I do not know how we could make it for any value of $\alpha$.

However, we can notice that, if $$S_n^{(\alpha)}=\sum\limits_{k=1}^n \left(\frac{1}{\left(2k-1+2^{1/\alpha}\right)^\alpha} - \frac{1}{\left(2k+2^{1/\alpha}\right)^\alpha}\right)$$ then $2^\alpha S_n^{(\alpha)}$ can write $$ -\zeta \left(\alpha ,1+2^{\frac{1}{\alpha }-1}\right)+\zeta \left(\alpha ,\frac{1}{2} \left(1+2^{\frac{1}{\alpha }}\right)\right)+\zeta \left(\alpha ,n+2^{\frac{1}{\alpha }-1}+1\right)-\zeta \left(\alpha ,\frac{1}{2} \left(1+2^{\frac{1}{\alpha }}\right)+n\right)$$ where appears the Hurwitz zeta function.

For $\alpha=2$, this would give $$S_n^{(2)}=\frac{1}{4} \left(\zeta \left(2,\frac{1}{2} \left(1+\sqrt{2}\right)\right)-\zeta \left(2,1+\frac{1}{\sqrt{2}}\right)\right)-\frac{1}{8 n^2}+\frac{\frac{1}{16}+\frac{1}{4 \sqrt{2}}}{n^3}+O\left(\frac{1}{n^4}\right)$$ the constant coefficient being $\approx 0.116998$.

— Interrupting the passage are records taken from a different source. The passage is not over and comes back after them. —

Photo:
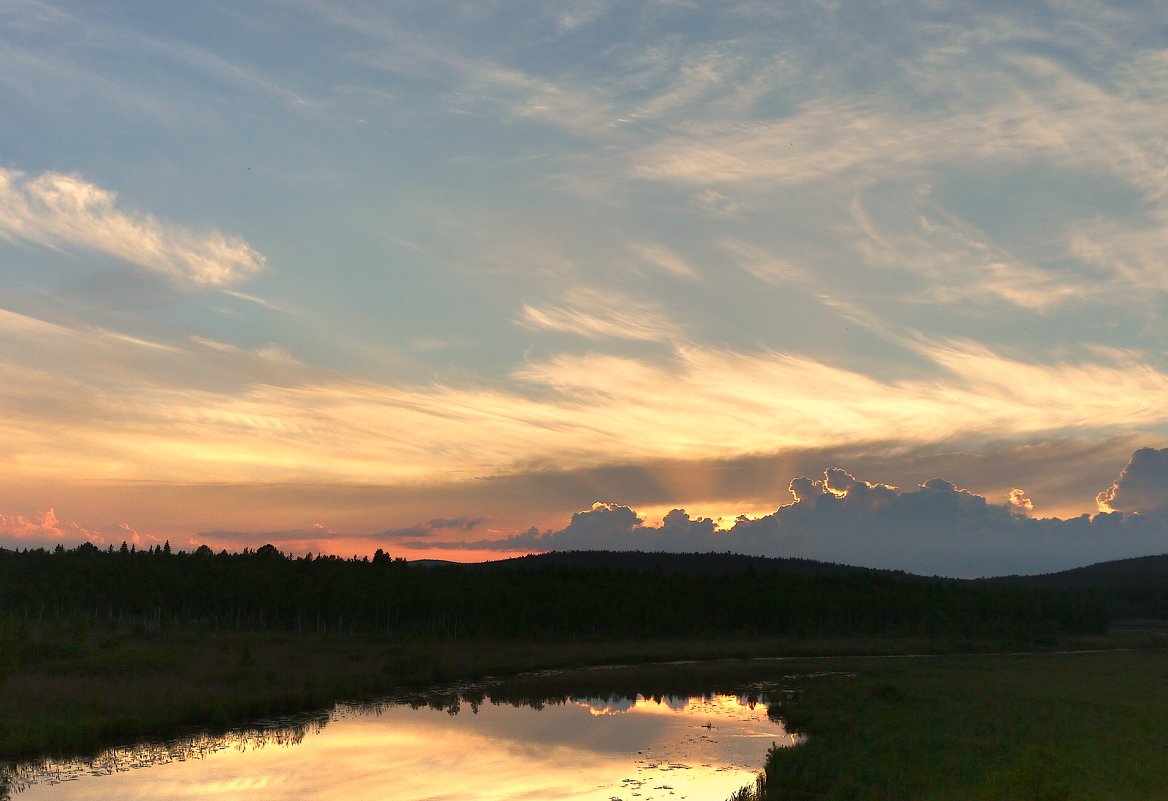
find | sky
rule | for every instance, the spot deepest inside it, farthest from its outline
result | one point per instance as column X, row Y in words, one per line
column 883, row 284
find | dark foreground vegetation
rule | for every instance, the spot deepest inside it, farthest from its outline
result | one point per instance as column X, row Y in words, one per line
column 99, row 646
column 1038, row 728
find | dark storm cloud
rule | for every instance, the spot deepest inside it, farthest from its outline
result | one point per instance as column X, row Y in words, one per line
column 1141, row 487
column 934, row 528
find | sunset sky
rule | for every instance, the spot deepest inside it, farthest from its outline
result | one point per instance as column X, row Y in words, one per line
column 433, row 277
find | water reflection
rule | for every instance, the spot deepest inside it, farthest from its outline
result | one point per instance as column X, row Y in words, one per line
column 530, row 739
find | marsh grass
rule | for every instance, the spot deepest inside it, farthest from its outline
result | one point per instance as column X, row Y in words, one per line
column 1038, row 728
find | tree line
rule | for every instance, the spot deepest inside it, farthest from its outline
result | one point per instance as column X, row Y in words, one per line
column 556, row 600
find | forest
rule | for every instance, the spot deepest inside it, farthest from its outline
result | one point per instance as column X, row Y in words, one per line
column 579, row 597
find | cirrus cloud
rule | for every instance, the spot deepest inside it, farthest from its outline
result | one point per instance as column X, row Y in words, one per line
column 65, row 211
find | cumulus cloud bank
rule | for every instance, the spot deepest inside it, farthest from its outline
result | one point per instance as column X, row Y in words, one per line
column 934, row 528
column 63, row 211
column 44, row 529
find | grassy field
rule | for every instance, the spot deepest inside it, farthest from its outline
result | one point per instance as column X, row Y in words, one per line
column 1038, row 728
column 71, row 692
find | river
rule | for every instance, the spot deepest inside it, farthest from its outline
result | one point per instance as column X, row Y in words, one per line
column 503, row 740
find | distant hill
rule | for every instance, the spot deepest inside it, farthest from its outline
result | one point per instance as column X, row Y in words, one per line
column 1138, row 573
column 689, row 564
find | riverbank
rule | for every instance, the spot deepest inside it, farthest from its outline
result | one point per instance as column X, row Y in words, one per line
column 1041, row 728
column 74, row 692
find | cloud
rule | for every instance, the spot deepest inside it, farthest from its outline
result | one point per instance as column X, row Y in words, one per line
column 1141, row 487
column 65, row 211
column 44, row 529
column 1019, row 503
column 599, row 314
column 459, row 523
column 934, row 528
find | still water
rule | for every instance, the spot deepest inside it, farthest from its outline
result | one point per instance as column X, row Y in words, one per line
column 479, row 744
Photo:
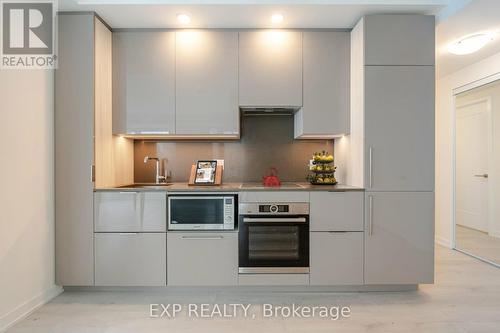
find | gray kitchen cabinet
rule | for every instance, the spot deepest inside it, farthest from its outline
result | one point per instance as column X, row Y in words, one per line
column 74, row 150
column 399, row 40
column 130, row 211
column 206, row 83
column 270, row 68
column 130, row 259
column 326, row 79
column 202, row 258
column 399, row 128
column 144, row 82
column 336, row 258
column 399, row 238
column 336, row 211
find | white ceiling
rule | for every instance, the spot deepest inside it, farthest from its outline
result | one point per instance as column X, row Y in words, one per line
column 455, row 18
column 246, row 14
column 477, row 16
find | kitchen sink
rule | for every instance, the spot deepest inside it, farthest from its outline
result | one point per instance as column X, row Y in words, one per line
column 146, row 185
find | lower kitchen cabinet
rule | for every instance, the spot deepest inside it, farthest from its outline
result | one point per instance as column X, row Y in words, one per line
column 202, row 258
column 336, row 211
column 399, row 237
column 130, row 211
column 336, row 258
column 130, row 259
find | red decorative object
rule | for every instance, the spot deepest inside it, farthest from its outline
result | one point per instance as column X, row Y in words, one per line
column 272, row 180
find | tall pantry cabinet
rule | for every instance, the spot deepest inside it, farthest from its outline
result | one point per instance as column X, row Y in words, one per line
column 87, row 155
column 392, row 144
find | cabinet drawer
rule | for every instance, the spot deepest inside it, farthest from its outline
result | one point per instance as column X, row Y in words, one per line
column 202, row 259
column 336, row 258
column 130, row 259
column 130, row 211
column 336, row 211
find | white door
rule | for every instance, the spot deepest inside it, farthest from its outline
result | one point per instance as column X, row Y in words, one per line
column 472, row 146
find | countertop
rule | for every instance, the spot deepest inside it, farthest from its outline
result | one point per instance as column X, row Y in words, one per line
column 232, row 187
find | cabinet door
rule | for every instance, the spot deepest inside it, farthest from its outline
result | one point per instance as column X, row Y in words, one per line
column 74, row 150
column 399, row 241
column 325, row 110
column 207, row 83
column 336, row 258
column 130, row 259
column 202, row 259
column 336, row 211
column 144, row 83
column 153, row 211
column 399, row 39
column 270, row 68
column 130, row 211
column 399, row 128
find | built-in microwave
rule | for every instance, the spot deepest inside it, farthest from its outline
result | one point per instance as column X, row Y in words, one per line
column 202, row 212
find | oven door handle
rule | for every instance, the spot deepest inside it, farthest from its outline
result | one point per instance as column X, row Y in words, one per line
column 275, row 219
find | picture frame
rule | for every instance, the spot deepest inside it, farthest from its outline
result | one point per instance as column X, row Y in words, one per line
column 205, row 172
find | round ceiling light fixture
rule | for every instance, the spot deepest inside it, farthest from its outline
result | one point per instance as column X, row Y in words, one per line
column 183, row 18
column 277, row 18
column 471, row 43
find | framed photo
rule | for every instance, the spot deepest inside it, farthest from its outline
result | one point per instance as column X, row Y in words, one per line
column 205, row 172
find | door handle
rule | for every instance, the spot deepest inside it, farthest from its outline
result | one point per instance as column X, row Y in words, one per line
column 370, row 215
column 274, row 219
column 370, row 166
column 203, row 237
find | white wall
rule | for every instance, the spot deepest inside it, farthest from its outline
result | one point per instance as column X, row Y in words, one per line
column 26, row 192
column 444, row 139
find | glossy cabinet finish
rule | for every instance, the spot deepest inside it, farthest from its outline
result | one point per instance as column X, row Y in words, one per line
column 144, row 82
column 326, row 79
column 399, row 128
column 202, row 258
column 336, row 211
column 336, row 258
column 206, row 77
column 74, row 124
column 399, row 237
column 130, row 211
column 130, row 259
column 399, row 40
column 270, row 68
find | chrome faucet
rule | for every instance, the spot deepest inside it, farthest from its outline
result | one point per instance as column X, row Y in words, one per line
column 158, row 178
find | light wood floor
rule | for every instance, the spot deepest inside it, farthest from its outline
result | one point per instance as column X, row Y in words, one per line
column 478, row 243
column 465, row 298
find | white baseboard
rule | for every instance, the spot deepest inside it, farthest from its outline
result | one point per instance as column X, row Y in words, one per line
column 26, row 308
column 494, row 234
column 443, row 242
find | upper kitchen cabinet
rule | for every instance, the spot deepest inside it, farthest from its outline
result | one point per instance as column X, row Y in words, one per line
column 326, row 61
column 144, row 83
column 399, row 40
column 270, row 68
column 399, row 128
column 206, row 83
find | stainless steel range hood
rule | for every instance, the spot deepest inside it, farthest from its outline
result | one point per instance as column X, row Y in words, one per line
column 269, row 111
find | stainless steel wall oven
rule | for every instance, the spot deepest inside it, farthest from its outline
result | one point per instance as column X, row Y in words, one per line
column 274, row 238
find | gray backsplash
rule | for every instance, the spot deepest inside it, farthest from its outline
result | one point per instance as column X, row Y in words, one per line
column 266, row 141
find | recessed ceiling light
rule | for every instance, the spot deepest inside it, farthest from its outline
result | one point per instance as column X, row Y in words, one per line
column 470, row 44
column 277, row 18
column 183, row 18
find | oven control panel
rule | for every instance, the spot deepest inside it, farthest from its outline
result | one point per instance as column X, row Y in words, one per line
column 274, row 208
column 229, row 213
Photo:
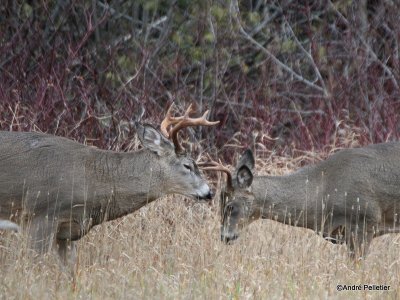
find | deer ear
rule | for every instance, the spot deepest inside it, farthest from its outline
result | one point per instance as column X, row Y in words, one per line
column 244, row 177
column 247, row 159
column 153, row 140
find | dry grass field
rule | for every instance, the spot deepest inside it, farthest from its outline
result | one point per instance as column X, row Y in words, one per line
column 170, row 249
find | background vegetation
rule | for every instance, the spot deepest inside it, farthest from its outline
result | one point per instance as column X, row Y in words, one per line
column 294, row 80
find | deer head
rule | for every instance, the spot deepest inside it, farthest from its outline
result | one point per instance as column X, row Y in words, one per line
column 237, row 205
column 184, row 176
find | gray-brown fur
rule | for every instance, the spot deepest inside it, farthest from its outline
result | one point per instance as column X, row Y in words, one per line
column 352, row 196
column 59, row 189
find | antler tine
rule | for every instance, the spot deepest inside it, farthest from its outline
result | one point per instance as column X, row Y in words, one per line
column 218, row 166
column 186, row 121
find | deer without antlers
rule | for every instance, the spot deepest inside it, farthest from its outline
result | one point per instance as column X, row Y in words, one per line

As shown in the table below, this seems to be quite good $$\left( \begin{array}{ccc} n & \text{exact} & \text{approximation} \\ 5 & 0.1134940446 & 0.1139123171 \\ 6 & 0.1144254293 & 0.1146336438 \\ 7 & 0.1150296641 & 0.1151446828 \\ 8 & 0.1154436961 & 0.1155123159 \\ 9 & 0.1157396829 & 0.1157831196 \\ 10 & 0.1159585608 & 0.1159873803 \end{array} \right)$$

It is interesting to notice that this is quite workable for integer values of $\alpha$ leading to something like $$S_n^{(\alpha)}=C_\alpha-\frac 1 {2^{\alpha+1} n^\alpha}+O\left(\frac{1}{n^{\alpha+1}}\right)$$

May be, this could extend to non integer values of $\alpha$.